About the project
The aim of this research is to develop and demonstrate capabilities to explore hydrogen diffusion mechanisms and paths in actinide materials. As a further target, investigation of surface adsorption of hydrogen will be carried out to understand how hydrogen enters the bulk to diffuse and how this process is affected by surface termination and conditions such as pressure and temperature, or even presence of solvents.
The computational simulation of chemical reactions in materials requires an accurate, explicit description of their electrons. This can be achieved by quantum mechanical calculations from first principles, in particular with Density Functional Theory (DFT) which achieves a good balance between accuracy and computational efficiency.

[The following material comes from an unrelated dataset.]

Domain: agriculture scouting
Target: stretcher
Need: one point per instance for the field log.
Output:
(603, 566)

DFT calculations are typically limited to tens of atoms due to the steep increase of the computational effort with the number of atoms. Recent developments have led to “linear-scaling” reformulations of DFT which allow calculations with thousands of atoms which can be ideal in cases of complex systems requiring more realistic models. Amongst these, the ONETEP program is a leading linear-scaling DFT approach because it retains the full accuracy of conventional cubic-scaling DFT calculations.
The accurate computation of diffusion at the DFT level will provide major new insights into the processes that happen during operation and storage. This will involve also collaboration with our industrial partner AWE, subject to contract agreement, who will provide guidance on the most relevant materials.
An important technical advantage that ONETEP will provide here is that we will be able to simulate models with several thousand atoms achieving structures and concentrations of defects that are closer to reality than with smaller models with conventional DFT. Extensive access to supercomputing resources will be provided for these simulations via local and national facilities.